Dua Koperasi Merah Putih di Samarinda Rampung, Celni Ingatkan Pengelolaan Jangan Bermasalah

Wakil Ketua DPRD Samarinda, Celni Pita Sari.

JURNALTODAY.CO, SAMARINDA – Dua Koperasi Desa/Kelurahan Merah Putih (KDKMP) di Kota Samarinda dipastikan telah rampung dibangun 100 persen. Pemerintah dan DPRD berharap koperasi tersebut mampu memperkuat perputaran ekonomi masyarakat sekaligus menyediakan kebutuhan pokok dengan harga terjangkau.

Wakil Ketua DPRD Kota Samarinda, Celni Pita Sari, mengatakan dua koperasi yang telah selesai berada di Kelurahan Harapan Baru, Kecamatan Loa Janan Ilir dan Kelurahan Karang Asam, Kecamatan Sungai Kunjang.

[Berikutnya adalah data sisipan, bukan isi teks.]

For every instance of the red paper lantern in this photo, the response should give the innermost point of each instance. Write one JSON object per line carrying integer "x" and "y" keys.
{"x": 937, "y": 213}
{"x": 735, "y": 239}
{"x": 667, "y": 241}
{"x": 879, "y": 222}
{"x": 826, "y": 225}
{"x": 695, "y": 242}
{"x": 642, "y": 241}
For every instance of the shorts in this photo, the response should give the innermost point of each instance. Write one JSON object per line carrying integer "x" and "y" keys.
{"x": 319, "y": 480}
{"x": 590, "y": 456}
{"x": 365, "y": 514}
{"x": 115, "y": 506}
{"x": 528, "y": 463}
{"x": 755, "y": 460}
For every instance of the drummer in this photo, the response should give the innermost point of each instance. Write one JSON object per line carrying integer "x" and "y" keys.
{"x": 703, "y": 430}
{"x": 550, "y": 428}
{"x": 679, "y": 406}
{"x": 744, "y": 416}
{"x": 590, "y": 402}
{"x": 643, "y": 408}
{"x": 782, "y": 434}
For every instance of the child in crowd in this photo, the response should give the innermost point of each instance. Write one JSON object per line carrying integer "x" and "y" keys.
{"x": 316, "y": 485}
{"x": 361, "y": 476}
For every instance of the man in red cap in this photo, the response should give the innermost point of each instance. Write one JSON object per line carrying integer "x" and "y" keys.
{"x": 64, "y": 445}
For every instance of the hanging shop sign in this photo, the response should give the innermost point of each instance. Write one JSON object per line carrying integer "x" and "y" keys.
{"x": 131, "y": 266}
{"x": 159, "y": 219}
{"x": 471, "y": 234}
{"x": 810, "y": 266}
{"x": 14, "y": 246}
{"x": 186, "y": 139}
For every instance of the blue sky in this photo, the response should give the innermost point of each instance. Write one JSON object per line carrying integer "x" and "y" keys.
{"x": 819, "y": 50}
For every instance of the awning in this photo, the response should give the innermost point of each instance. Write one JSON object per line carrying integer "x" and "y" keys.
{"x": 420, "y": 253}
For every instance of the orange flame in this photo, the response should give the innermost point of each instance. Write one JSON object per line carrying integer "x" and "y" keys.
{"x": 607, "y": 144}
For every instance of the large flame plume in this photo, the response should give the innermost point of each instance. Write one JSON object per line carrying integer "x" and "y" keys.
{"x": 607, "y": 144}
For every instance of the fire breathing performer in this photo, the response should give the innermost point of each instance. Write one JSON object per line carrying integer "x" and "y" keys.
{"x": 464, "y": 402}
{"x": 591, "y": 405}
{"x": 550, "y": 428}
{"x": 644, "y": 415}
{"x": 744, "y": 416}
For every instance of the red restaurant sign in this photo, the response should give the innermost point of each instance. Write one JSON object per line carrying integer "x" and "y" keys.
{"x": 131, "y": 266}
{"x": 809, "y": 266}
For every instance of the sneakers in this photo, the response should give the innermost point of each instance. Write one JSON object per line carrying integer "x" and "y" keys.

“Saat ini dari 59 kelurahan, ada 21 lokasi koperasi yang sedang dalam tahap pembangunan. Sementara dua lainnya sudah selesai 100 persen,” kata Celni saat menghadiri peresmian KDKMP Kelurahan Harapan Baru (16/5/2026).

Menurutnya, keberadaan koperasi tersebut diharapkan mampu membantu masyarakat mendapatkan bahan pokok dengan harga lebih murah sekaligus memperkuat ekonomi lokal.

Ia menyebut KDKMP nantinya tidak hanya menyediakan pasar sembako murah, tetapi juga layanan kesehatan dan penyediaan obat-obatan dengan harga terjangkau.

“Tentu ini sangat membantu masyarakat untuk mendapatkan kebutuhan pokok dengan harga yang lebih terjangkau,” ujarnya.

Bacaan Lainnya

Celni menegaskan pengelolaan koperasi harus dilakukan secara profesional agar program yang digagas pemerintah pusat tersebut dapat berjalan berkelanjutan dan tidak menimbulkan persoalan di kemudian hari.

Ia juga meminta pengelola koperasi melibatkan masyarakat lokal, termasuk dalam perekrutan tenaga kerja maupun pengelolaan operasional sehari-hari.

“Kita harapkan pekerja ataupun manajer yang bertugas nantinya merupakan masyarakat lokal dan mampu menjalankan tugasnya dengan baik,” katanya.

Selain itu, DPRD Samarinda juga akan menggelar pertemuan lanjutan untuk membahas regulasi operasional koperasi, termasuk memastikan keterlibatan petani lokal dalam rantai distribusi kebutuhan pokok.

Menurut Celni, hasil pertanian masyarakat harus bisa terserap maksimal dengan harga yang tetap menguntungkan petani tanpa memberatkan masyarakat sebagai konsumen.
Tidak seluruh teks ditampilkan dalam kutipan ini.